Esta ventaja de mediodía se alinea con lo que se sabe sobre cómo el cuerpo procesa estos medicamentos. El diclofenaco abandona el sistema relativamente rápido, cayendo a menudo por debajo de los niveles efectivos en pocas horas, lo que puede provocar un retorno del dolor antes de que sea debida la siguiente dosis. El etoricoxib, por el contrario, permanece en el torrente sanguíneo mucho más tiempo, manteniendo su efecto durante las horas intermedias. El estudio sugiere que, si bien ambos fármacos son excelentes para el manejo de crisis inmediatas, el etoricoxib puede ofrecer una experiencia más suave y sostenida para los pacientes que necesitan esperar más tiempo antes de poder tomar otra dosis o volver a ver al médico.

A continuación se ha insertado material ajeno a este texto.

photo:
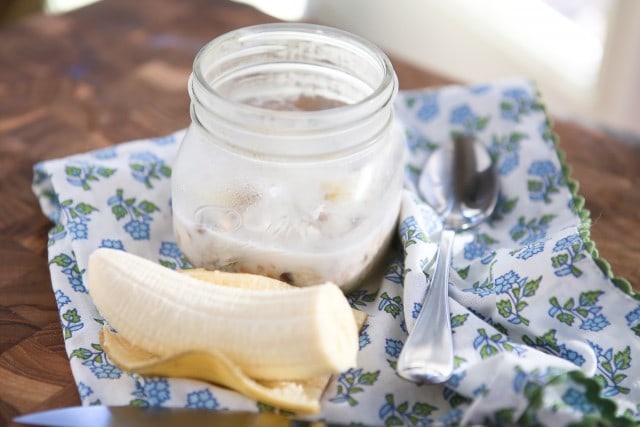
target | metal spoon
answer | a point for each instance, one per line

La seguridad fue otro enfoque principal de la investigación. Los investigadores fueron cuidadosos al revisar los análisis de sangre en busca de signos de estrés renal u otros problemas internos, y no encontraron diferencias significativas entre los dos grupos. Ninguno de los dos fármacos causó daños graves a los riñones o a las células sanguíneas en este entorno de dosis única. La única diferencia notable en cuanto a la seguridad fue local. Los pacientes que recibieron la inyección de etoricoxib tuvieron más probabilidades de sentir dolor o molestias justo donde se aplicó la aguja, con alrededor de un 69 por ciento reportando alguna sensibilidad en comparación con el 43 por ciento del grupo de diclofenaco. Esta molestia fue temporal y se resolvió por sí sola, pero es un factor que los médicos deben sopesar al elegir un tratamiento.

En última instancia, el estudio concluye que ambas inyecciones son herramientas seguras y efectivas para el manejo del dolor ortopédico repentino y severo. No son rivales donde uno derrota completamente al otro; más bien, ofrecen perfiles de alivio diferentes. El fármaco más nuevo proporciona un nivel similar de control del dolor general, pero parece mantener mejor su posición en las horas comprendidas entre la inyección inicial y el día siguiente. Para los pacientes con lesiones que requieren un confort sostenido sin seguimiento inmediato, esta duración extendida podría ser un beneficio significativo, siempre que puedan tolerar una mayor probabilidad de una zona sensible donde se realizó la inyección. Los hallazgos no declaran a un fármaco superior en todas las situaciones, pero sí resaltan que la elección entre ellos puede adaptarse a las necesidades específicas del paciente y al cronograma de su recuperación.